後藤家の歴史を語る古文書『藤山考略』。黒髪山に妖蛇が住み着き、田畑を荒らしていることなどが記されている

 源為朝は平安末期の武将で、幼いころから剛勇で知られ、弓術に優れていました。13歳のとき、乱暴がすぎて父である源為義に追われた九州で勢力をはり、鎮西八郎と称したとされます。

 武雄後藤家(鍋島家)や武雄地域の歴史書とされる『藤山考略』には、為朝が後藤助明の奏上を受けた朝廷から命じられ、黒髪山に住み着いた大蛇を退治したと記されています。

 そのためか、武雄領各地には為朝に関する伝説が数多く残されています。橘町のおつぼ山の頂上には「八郎さん」と称する為朝をまつった石祠(せきし)があり、橘小の東側にある靭(うつぼ)神社は、為朝愛用の靭(矢を納める道具)を埋めた場所とされます。おつぼ山の名も、靭がなまったものとする説もあります。

 若木町の御所は、ここに住んだ為朝が自分の居館を御所になぞらえたことにちなむとされ、今でも館があった付近を陣屋と呼び、余人の立ち入りを禁じるために鳥居が建てられていた場所には、鳥居ばえという地名が残っています。

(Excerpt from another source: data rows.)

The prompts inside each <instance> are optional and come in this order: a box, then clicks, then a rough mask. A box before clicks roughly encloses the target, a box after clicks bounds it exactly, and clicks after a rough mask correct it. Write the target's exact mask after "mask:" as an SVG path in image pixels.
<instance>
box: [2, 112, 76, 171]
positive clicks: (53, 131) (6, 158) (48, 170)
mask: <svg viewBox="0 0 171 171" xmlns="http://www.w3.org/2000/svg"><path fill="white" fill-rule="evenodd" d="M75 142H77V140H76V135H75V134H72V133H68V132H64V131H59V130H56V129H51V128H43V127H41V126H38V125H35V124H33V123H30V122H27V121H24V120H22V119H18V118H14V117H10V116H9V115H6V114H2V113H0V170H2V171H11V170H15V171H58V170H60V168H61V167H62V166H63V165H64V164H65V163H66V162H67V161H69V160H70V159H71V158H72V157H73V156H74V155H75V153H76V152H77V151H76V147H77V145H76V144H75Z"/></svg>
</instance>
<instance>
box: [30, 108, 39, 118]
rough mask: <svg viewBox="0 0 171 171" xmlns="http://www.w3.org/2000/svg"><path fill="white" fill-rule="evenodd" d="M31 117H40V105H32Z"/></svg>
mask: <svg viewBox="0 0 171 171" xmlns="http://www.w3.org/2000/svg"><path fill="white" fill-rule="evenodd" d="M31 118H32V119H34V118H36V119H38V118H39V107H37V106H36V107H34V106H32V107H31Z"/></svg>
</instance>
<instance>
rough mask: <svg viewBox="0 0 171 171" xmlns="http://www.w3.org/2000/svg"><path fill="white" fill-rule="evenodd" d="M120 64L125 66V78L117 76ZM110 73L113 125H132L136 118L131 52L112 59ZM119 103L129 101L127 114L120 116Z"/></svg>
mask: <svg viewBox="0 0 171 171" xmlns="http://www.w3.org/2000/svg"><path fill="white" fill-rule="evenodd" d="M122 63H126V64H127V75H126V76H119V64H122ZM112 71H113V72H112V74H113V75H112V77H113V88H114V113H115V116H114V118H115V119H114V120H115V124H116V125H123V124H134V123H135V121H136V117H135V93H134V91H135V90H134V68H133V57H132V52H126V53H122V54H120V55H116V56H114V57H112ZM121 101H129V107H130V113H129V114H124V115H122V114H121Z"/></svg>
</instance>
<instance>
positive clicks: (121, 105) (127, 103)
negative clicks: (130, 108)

 西川登町高瀬の万寿観音は、大蛇退治のために犠牲になろうとした万寿姫をまつった社であり、荒踊りの奉納で知られる松尾神社には、その弟が合祀(ごうし)されています。

 また、黒髪神社の流鏑馬(やぶさめ)は、為朝の大蛇退治に由来するとも伝えられています。

 武雄市図書館・歴史資料館では24日から「馬、駆ける~武雄地域の流鏑馬神事~」を開催します。(武雄市図書館・歴史資料館 一ノ瀬 明子)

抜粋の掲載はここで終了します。